С юга к Балтийскому морю течет система рек, которые впадают в полноводную Неву; но они все начинались севернее черноземных земель. Невысокая (200 метров), но очень широкая (500 километров) Среднерусская возвышенность отделяет бассейны Балтийского и Белого морей от бассейнов Черного и Каспийского. Ее холмы были сердцем Московской Руси; они стала проклятием Российской империи. Неутомимый путешественник, Петр понимал масштаб проблемы. Ее решило бы устройство судоходного канала между притоком Волги и бассейном Ладоги. Теперь именно тут решались судьбы Евразии. Судоходный канал связал бы военно-торговую столицу с ее сырьевой базой, Балтийское море с Каспийским, Неву с Волгой, рынки Европы с сокровищами Азии.

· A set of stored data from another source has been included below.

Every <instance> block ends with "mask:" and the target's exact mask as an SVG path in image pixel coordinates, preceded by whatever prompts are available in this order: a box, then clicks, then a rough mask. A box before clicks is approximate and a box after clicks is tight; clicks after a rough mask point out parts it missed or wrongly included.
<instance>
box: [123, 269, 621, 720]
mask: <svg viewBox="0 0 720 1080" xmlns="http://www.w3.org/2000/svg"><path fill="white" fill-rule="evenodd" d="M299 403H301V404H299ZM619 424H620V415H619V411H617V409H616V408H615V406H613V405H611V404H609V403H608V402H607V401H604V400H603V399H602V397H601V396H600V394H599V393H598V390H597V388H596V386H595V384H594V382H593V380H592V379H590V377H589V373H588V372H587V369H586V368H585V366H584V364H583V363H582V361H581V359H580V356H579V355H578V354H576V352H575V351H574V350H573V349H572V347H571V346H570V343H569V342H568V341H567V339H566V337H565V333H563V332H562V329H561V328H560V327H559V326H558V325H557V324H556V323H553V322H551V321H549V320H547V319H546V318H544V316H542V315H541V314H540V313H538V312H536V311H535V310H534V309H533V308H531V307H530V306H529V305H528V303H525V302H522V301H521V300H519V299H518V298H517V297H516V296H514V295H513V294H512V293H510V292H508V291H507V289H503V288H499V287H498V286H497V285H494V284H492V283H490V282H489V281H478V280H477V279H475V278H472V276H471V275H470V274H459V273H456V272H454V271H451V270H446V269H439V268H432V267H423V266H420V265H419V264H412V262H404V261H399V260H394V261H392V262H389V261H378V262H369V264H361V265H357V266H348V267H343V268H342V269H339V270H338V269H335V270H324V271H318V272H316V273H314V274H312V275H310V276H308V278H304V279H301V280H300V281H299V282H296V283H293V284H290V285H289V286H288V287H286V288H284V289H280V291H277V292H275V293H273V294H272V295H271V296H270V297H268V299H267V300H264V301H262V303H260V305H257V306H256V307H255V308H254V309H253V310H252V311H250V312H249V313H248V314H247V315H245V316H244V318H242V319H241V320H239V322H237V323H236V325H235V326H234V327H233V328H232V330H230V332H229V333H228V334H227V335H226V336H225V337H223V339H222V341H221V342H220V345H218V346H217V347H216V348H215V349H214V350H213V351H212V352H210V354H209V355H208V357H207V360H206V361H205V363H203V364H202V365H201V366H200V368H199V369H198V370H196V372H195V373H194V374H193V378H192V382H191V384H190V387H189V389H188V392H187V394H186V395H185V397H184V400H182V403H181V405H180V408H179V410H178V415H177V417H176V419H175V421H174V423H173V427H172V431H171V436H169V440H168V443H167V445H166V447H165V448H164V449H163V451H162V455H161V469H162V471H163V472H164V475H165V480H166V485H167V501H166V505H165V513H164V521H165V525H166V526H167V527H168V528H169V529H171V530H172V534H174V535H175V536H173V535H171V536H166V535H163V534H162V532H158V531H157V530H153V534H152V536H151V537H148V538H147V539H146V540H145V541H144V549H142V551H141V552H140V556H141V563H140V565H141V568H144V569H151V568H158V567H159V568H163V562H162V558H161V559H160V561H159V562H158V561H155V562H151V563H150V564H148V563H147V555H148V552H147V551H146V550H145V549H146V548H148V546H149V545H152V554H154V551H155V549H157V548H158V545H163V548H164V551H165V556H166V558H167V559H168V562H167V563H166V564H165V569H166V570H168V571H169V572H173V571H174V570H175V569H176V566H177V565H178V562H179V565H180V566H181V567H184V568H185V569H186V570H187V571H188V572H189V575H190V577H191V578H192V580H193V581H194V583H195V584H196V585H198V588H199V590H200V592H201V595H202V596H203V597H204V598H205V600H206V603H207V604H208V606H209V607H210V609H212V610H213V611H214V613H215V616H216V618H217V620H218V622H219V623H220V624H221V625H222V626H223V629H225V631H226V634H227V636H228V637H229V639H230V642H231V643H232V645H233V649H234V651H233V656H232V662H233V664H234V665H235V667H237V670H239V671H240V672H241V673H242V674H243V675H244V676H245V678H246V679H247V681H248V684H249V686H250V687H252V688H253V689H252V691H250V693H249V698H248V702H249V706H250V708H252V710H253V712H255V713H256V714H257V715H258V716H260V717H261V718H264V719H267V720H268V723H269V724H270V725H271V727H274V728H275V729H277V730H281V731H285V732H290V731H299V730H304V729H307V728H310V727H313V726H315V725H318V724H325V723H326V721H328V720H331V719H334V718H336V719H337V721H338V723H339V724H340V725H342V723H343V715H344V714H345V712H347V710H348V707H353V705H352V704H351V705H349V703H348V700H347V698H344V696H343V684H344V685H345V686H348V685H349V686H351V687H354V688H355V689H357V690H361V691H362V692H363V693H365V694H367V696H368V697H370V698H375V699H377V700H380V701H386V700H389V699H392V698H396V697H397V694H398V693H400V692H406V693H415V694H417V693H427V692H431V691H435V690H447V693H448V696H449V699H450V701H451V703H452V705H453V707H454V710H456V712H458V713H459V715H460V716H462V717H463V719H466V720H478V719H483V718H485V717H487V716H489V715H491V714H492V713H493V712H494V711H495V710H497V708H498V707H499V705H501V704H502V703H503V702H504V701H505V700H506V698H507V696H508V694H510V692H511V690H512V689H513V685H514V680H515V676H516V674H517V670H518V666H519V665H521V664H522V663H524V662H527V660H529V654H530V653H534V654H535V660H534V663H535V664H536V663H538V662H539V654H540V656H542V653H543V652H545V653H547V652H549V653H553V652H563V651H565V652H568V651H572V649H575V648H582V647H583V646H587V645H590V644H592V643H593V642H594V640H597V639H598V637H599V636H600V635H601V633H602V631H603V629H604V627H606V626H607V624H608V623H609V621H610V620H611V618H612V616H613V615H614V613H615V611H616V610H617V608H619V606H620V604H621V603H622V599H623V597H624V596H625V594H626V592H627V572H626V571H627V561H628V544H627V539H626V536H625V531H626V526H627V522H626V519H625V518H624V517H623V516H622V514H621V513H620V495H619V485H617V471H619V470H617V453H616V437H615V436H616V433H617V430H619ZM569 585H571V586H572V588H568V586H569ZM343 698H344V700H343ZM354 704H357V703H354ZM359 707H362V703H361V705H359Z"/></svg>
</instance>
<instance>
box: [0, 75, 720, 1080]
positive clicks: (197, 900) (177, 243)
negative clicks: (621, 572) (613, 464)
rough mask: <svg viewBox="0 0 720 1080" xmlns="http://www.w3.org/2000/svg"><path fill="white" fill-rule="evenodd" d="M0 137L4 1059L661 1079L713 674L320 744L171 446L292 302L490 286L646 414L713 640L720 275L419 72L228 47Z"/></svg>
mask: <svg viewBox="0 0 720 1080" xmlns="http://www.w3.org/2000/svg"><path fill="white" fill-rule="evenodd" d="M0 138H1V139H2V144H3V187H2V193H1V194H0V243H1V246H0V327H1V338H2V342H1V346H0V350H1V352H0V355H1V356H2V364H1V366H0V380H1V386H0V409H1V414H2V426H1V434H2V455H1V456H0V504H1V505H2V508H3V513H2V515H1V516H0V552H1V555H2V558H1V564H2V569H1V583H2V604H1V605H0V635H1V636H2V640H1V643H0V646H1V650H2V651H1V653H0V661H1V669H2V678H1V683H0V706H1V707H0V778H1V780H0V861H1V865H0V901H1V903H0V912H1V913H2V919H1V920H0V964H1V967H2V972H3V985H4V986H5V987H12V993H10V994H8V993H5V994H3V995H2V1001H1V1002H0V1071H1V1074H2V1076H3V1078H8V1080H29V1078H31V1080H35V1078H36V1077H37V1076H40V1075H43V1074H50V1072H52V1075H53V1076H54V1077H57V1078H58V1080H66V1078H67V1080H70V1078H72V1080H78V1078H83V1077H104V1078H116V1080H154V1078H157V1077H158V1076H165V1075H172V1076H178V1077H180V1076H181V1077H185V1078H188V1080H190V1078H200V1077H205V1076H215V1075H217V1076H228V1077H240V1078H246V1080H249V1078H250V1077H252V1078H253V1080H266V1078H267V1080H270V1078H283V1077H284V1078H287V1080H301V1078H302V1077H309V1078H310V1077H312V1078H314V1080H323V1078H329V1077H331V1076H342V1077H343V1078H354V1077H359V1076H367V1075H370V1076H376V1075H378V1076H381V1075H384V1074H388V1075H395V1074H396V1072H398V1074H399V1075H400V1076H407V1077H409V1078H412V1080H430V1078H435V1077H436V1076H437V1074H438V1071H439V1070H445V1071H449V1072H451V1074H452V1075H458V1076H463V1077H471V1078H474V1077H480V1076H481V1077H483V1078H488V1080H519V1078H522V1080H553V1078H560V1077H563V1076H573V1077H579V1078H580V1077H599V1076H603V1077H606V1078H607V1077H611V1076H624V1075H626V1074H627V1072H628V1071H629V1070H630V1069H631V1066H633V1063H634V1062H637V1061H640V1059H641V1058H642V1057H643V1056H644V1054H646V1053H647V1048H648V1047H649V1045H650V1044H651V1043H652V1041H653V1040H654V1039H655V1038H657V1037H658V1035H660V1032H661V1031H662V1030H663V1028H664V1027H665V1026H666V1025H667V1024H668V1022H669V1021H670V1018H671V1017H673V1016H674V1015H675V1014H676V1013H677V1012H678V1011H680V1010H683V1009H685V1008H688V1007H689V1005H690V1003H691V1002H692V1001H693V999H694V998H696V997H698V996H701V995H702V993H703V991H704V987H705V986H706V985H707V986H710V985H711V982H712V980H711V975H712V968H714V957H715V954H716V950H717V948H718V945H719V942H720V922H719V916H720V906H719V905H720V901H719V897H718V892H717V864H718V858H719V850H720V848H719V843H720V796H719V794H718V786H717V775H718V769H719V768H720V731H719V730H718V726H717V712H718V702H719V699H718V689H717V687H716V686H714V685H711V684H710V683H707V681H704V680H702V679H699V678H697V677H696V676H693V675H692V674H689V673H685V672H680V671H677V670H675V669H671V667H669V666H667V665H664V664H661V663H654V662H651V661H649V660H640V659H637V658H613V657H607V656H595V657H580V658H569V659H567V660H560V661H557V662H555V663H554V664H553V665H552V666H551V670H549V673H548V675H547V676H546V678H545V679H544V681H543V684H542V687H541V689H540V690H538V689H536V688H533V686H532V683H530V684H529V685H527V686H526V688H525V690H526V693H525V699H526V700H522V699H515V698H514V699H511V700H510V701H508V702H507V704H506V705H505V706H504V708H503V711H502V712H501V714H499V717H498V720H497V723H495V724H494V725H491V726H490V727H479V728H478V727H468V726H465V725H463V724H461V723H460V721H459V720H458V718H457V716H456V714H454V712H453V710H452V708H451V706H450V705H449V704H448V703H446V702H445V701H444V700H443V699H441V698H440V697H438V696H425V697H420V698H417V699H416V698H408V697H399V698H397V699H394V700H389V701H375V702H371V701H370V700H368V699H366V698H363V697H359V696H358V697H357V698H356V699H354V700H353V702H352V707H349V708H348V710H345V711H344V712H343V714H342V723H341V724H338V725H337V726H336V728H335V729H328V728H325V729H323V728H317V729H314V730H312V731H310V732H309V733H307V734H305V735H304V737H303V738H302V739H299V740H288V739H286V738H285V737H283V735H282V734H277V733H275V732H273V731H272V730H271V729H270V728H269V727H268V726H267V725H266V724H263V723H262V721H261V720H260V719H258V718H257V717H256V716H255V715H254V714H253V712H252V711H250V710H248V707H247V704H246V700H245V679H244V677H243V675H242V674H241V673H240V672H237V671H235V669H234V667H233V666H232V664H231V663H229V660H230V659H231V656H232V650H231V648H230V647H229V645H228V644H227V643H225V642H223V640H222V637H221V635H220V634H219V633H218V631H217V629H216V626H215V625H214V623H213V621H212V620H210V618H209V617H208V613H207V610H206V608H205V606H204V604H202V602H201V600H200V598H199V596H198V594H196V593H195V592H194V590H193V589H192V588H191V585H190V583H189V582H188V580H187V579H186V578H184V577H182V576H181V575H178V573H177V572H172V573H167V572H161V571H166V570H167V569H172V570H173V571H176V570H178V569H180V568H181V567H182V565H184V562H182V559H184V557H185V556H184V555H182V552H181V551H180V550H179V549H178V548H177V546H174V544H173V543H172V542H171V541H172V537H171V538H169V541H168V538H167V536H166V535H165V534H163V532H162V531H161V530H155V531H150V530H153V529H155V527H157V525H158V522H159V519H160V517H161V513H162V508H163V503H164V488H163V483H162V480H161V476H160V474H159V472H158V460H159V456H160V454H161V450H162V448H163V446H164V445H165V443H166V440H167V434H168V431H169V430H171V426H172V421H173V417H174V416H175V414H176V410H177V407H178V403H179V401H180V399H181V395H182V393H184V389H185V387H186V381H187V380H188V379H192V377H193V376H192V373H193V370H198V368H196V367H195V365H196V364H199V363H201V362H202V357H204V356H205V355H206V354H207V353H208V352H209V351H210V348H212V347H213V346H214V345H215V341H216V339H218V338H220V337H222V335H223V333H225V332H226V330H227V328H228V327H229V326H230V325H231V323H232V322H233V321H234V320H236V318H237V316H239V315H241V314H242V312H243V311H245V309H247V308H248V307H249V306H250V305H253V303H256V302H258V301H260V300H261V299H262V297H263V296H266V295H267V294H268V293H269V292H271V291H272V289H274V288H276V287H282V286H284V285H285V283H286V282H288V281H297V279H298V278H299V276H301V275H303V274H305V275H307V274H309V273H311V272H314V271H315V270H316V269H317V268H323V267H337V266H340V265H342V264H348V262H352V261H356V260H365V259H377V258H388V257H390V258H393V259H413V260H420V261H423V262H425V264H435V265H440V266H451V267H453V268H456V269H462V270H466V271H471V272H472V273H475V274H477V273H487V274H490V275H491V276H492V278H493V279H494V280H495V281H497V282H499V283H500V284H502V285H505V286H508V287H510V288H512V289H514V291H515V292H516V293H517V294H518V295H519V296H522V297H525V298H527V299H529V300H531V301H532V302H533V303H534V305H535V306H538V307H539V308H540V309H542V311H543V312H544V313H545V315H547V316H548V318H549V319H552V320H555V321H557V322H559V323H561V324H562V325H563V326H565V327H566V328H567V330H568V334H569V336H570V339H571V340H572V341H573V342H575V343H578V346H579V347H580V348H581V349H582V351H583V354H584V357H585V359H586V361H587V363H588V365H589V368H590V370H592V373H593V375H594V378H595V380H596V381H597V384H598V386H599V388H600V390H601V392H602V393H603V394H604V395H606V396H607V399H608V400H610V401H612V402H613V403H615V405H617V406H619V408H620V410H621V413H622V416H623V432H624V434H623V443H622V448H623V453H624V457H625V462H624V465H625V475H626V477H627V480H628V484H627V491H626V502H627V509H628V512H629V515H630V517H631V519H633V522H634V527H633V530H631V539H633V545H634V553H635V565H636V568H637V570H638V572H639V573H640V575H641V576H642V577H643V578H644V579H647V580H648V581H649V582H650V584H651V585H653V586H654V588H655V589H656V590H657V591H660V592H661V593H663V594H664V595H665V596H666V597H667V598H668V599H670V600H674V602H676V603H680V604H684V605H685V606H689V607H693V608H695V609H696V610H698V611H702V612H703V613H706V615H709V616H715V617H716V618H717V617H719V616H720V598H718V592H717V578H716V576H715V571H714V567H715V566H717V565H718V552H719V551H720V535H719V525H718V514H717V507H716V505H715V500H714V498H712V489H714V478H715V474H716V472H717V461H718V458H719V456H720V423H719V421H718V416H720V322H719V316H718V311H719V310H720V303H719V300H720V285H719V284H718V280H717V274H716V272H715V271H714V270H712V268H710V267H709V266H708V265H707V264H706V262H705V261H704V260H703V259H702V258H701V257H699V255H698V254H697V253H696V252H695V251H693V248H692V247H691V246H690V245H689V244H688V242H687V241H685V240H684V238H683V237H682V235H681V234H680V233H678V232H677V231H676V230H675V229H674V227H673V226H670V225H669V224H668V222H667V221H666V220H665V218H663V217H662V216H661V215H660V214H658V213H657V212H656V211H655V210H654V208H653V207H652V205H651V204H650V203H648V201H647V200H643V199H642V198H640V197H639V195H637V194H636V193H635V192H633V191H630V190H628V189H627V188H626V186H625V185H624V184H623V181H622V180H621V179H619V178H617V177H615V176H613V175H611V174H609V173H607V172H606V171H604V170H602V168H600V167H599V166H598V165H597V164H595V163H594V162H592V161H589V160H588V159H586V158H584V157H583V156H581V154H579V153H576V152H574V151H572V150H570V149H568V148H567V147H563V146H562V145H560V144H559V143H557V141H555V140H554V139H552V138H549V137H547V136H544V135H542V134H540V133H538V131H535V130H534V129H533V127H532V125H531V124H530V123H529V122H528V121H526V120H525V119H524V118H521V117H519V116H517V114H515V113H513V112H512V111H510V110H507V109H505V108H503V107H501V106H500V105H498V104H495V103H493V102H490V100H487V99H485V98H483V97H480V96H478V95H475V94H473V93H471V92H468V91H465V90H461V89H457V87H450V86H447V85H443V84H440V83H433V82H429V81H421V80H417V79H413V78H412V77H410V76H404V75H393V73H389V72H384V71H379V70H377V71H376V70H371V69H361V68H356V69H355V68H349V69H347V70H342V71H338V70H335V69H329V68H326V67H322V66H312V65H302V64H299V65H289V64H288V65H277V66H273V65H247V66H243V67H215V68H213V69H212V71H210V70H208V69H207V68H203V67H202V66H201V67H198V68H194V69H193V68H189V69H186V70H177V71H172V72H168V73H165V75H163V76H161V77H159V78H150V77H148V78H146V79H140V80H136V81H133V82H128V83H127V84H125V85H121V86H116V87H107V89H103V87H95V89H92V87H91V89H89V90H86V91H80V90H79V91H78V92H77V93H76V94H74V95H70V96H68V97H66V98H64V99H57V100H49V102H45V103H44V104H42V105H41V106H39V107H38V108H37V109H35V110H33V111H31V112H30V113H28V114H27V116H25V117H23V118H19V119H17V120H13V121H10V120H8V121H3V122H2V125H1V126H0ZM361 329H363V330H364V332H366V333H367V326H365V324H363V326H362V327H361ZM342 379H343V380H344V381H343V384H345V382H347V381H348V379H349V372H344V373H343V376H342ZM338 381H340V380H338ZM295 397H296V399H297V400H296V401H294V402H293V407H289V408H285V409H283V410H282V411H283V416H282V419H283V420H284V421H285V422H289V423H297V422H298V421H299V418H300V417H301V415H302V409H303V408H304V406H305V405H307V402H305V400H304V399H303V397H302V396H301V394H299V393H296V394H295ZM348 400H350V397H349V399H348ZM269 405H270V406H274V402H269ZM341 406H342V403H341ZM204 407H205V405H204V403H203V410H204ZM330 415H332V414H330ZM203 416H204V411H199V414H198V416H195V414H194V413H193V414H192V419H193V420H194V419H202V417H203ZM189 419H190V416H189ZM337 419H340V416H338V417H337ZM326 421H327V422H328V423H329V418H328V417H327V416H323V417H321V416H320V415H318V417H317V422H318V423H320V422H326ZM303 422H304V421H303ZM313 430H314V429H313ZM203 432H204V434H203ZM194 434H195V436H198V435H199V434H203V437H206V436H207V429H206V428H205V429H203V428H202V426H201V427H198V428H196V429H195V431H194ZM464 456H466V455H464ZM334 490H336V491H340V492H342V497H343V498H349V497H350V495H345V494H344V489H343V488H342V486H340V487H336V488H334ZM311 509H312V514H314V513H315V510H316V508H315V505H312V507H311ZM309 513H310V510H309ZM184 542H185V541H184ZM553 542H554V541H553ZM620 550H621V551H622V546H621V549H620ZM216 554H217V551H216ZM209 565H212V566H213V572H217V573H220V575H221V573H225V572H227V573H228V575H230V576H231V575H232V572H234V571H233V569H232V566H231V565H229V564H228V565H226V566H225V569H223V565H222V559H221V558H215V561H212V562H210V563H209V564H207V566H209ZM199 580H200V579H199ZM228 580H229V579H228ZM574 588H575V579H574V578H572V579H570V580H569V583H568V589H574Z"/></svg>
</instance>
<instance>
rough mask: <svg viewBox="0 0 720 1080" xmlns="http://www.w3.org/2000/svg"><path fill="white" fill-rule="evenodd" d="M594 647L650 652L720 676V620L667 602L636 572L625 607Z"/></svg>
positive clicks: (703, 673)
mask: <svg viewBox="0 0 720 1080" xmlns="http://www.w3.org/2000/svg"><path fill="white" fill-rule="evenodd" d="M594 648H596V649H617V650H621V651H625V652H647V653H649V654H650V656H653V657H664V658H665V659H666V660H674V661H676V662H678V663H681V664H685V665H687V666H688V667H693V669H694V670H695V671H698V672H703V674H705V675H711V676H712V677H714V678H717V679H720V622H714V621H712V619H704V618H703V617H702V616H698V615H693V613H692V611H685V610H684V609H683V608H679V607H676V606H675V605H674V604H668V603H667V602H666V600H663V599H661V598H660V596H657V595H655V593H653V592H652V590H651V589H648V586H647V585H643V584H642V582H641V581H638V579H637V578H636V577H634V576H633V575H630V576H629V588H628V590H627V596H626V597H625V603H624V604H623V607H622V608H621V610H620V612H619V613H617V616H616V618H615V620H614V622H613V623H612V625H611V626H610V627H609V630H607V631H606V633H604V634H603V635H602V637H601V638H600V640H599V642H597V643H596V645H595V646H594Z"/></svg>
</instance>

Каналы со шлюзами, соединявшие бассейны разных рек, тогда существовали только во Франции. Бриарский канал, соединивший Сену и Луару, был построен герцогом Сюлли; строительство его продолжалось почти сорок лет. Еще более длинный – 100 километров и 61 шлюз – Центральный канал соединял бассейны Атлантики и Средиземного моря. То были крупнейшие сооружения XVII века. Задача русского канала казалась проще. Сначала Петр поручил планирование англичанину. Канал длиной всего 2,8 километра открывал непрерывный водный путь между Волгой и Невой длиной почти в тысячу километров. Это было место, где грузы издавна перегружали волоком между Волгой и Волховым; это место так и называлось – Вышний Волочок. Новый канал построил голландец; но его опыт не годился для возвышенности, и каналу не хватало воды. Переделывать его пригласили мастеров из Флоренции, но и они не справились с задачей. Тогда местный купец Михаил Сердюков, знавший о каналах и шлюзах по французским книжкам, добился у Петра концессии на перестройку канала. Сердюков (1678–1754) был пленным монголом, крещенным в Енисейске; его потом обвинят в старообрядчестве. Он поставил новые плотины, водохранилища и шлюзы, подняв уровень воды в одних местах и осушив болота в других; на канале работали мельницы, трактиры и винокурня. Его сын женился на дочери Акинфия Демидова, богатейшего уральского промышленника (Иван Сердюков утонул в своем же водохранилище в 1761-м). Но Вышневолоцкий канал работал. Почти два столетия, вплоть до эпохи железных дорог, по нему возили зерно в столицу. Но по нему не удавалось возить грузы в обратную сторону. Их так и таскали волоком, так что цена импортного текстиля в русской провинции была в несколько раз выше, чем в Петербурге.